AUTHOR=Hou Zhenyan , Chen Lei , Fang Pingfei , Cai Hualin , Tang Huaibo , Peng Yongbo , Deng Yang , Cao Lingjuan , Li Huande , Zhang Bikui , Yan Miao 

TITLE=Mechanisms of Triptolide-Induced Hepatotoxicity and Protective Effect of Combined Use of Isoliquiritigenin: Possible Roles of Nrf2 and Hepatic Transporters

JOURNAL=Frontiers in Pharmacology

VOLUME=Volume 9 - 2018

YEAR=2018

URL=https://www.frontiersin.org/journals/pharmacology/articles/10.3389/fphar.2018.00226

DOI=10.3389/fphar.2018.00226

ISSN=1663-9812

ABSTRACT=Triptolide (TP), the main bioactive component of Tripterygium wilfordii Hook F, can cause severe hepatotoxicity. Isoliquitigenin (ISL) has been reported to protect against TP-induced liver injury, but the mechanisms are not fully elucidated. This study aims to explore the role of nuclear transcription factor E2-related factor 2 (Nrf2) and hepatic transporters in TP-induced hepatotoxicity and the reversal effect of ISL on it. TP treatment caused both cytotoxicity in L02 hepatocytes and acute liver injury in mice. Particularly, TP led to a disorder of bile acid profiles in mice livers. Combined treatment with ISL effectively alleviated TP-induced hepatotoxicity.
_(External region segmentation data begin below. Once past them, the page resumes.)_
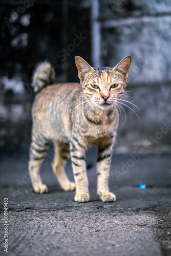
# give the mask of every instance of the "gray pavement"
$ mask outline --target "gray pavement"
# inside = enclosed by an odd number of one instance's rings
[[[8,200],[9,255],[171,255],[170,154],[115,155],[110,187],[117,200],[97,195],[96,152],[87,156],[91,201],[76,203],[74,191],[59,187],[51,167],[53,150],[41,175],[49,193],[33,191],[28,154],[3,156],[1,167],[0,255],[5,242],[4,198]],[[71,162],[66,170],[73,180]],[[146,185],[140,189],[138,184]]]

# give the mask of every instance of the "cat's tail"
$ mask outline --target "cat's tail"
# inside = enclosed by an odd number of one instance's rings
[[[32,86],[34,92],[37,92],[47,86],[55,82],[54,68],[47,61],[39,64],[35,70]]]

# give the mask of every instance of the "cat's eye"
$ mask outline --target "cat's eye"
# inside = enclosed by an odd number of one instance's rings
[[[96,86],[96,84],[91,84],[92,87],[93,87],[93,88],[95,88],[96,89],[97,89],[98,88],[98,86]]]
[[[117,86],[118,86],[118,83],[114,83],[114,84],[112,84],[112,86],[111,86],[111,88],[116,88],[116,87],[117,87]]]

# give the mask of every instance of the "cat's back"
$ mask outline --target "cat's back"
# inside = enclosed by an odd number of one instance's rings
[[[53,105],[62,108],[72,102],[74,96],[81,91],[80,83],[56,83],[43,88],[36,94],[32,110],[42,112]]]

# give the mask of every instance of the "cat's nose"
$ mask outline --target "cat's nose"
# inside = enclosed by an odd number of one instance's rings
[[[104,95],[103,94],[101,96],[101,97],[103,99],[103,100],[104,100],[104,101],[106,101],[107,99],[108,99],[108,98],[109,98],[109,96],[108,95]]]

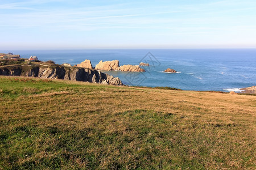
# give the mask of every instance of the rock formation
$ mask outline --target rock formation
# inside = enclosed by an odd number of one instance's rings
[[[141,62],[139,63],[139,65],[142,66],[149,66],[149,63],[144,63],[144,62]]]
[[[242,88],[240,89],[242,90],[241,93],[249,94],[256,94],[256,86],[251,86],[249,87]]]
[[[61,66],[65,66],[65,67],[72,67],[72,66],[71,66],[71,64],[68,63],[63,63],[63,64],[61,65]]]
[[[145,71],[145,70],[141,68],[138,65],[134,66],[131,65],[121,66],[118,68],[116,69],[115,70],[122,71],[137,71],[137,72]]]
[[[95,66],[96,70],[112,71],[115,70],[119,67],[119,61],[107,61],[103,62],[102,60]]]
[[[164,72],[168,72],[168,73],[176,73],[177,71],[176,71],[174,69],[171,69],[170,68],[168,68],[167,69],[166,69],[166,70],[164,71]]]
[[[145,70],[141,68],[138,65],[134,66],[131,65],[123,65],[119,66],[119,61],[107,61],[102,62],[101,60],[98,64],[95,66],[96,70],[106,71],[145,71]]]
[[[90,63],[90,61],[89,60],[85,60],[84,61],[82,62],[80,64],[77,64],[76,65],[77,67],[86,68],[92,69],[93,67],[92,66],[92,63]]]
[[[101,71],[61,65],[16,65],[0,67],[0,75],[24,76],[59,79],[105,84],[122,85],[118,78]]]

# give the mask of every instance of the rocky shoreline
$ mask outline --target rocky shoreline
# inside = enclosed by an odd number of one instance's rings
[[[43,62],[0,66],[0,75],[39,77],[103,84],[123,85],[118,78],[96,70]]]

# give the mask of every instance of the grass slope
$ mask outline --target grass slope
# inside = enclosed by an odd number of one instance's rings
[[[255,169],[255,96],[0,76],[0,169]]]

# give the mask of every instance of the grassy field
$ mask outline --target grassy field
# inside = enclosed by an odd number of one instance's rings
[[[0,169],[255,169],[256,96],[0,76]]]

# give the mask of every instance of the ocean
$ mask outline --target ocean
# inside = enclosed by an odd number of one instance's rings
[[[1,51],[72,65],[90,60],[118,60],[119,65],[149,63],[144,73],[102,71],[127,85],[171,87],[184,90],[239,92],[256,85],[256,49],[104,49]],[[163,71],[167,68],[176,73]]]

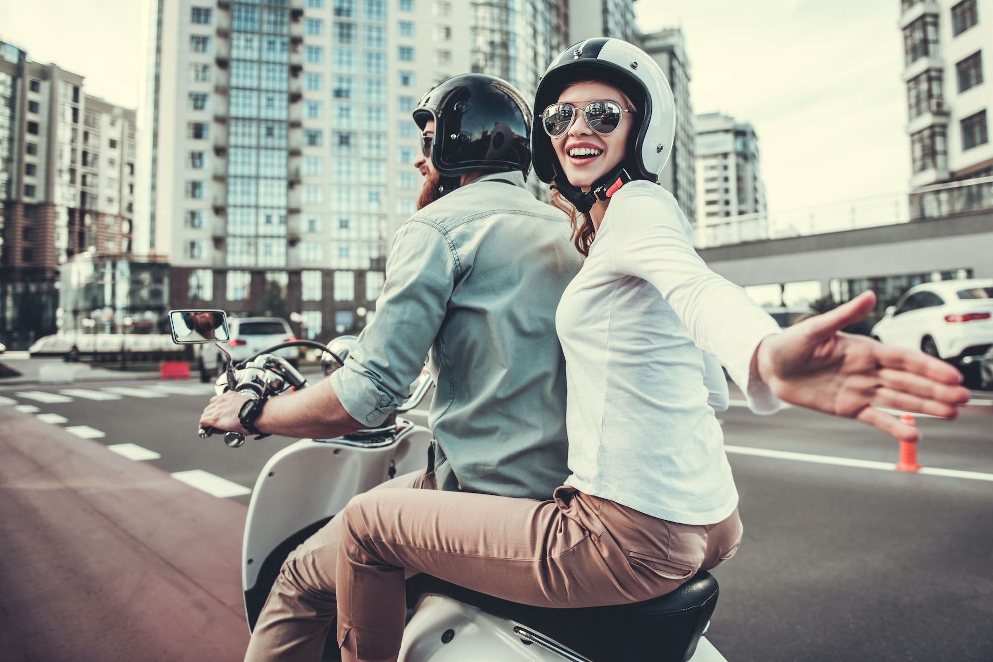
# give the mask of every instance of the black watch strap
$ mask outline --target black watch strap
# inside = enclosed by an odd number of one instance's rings
[[[253,397],[242,404],[241,409],[238,411],[238,422],[250,434],[262,434],[255,427],[255,421],[262,415],[263,405],[265,405],[265,400],[261,397]]]

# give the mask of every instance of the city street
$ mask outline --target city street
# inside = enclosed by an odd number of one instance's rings
[[[196,381],[21,384],[0,386],[0,408],[217,501],[247,503],[262,465],[293,440],[249,439],[240,449],[200,440],[211,390]],[[976,391],[958,420],[918,419],[921,464],[949,475],[891,471],[897,442],[852,421],[798,409],[759,417],[740,400],[719,414],[746,527],[738,555],[715,571],[722,594],[708,637],[728,660],[990,659],[991,400]],[[409,417],[423,423],[425,413]],[[238,559],[213,563],[233,571]]]

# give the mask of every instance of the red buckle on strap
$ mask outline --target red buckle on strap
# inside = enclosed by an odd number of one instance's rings
[[[614,185],[607,189],[607,197],[610,197],[615,193],[617,193],[619,190],[621,190],[622,186],[624,186],[624,181],[621,179],[621,177],[618,177],[618,180],[614,182]]]

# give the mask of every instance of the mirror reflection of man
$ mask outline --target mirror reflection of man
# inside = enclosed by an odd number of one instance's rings
[[[429,466],[381,487],[547,498],[568,476],[555,309],[581,256],[565,216],[524,185],[530,117],[493,76],[455,76],[425,94],[414,111],[427,148],[415,162],[419,211],[394,237],[375,320],[345,367],[270,399],[255,420],[239,416],[252,409],[246,396],[218,395],[201,425],[312,438],[375,427],[429,356]],[[511,144],[494,159],[497,125]],[[339,535],[333,518],[287,558],[246,659],[321,657],[337,613]]]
Further, ISL pretreatment enhanced Nrf2 expressions and nuclear accumulations and its downstream NQO1 expressions; expressions of hepatic P-gp, MRP2, MRP4, BSEP, and Oatp2 were also induced. In addition, in vitro transport assays identified that neither was TP exported by MRP2, OATP1B1 or OATP1B3, nor did TP influence the transport activities of P-gp or MRP2. Overall, these results indicate that ISL may reduce the hepatic oxidative stress and hepatic accumulations of both endogenous bile acids and exogenous TP and its metabolites by enhancing expressions of Nrf2, NQO1 and hepatic influx and efflux transporters. Effects of TP on hepatic transporters are mainly at transcriptional levels, and changes of hepatic bile acid profiles may be of great significance in the mechanisms of TP-induced hepatotoxicity.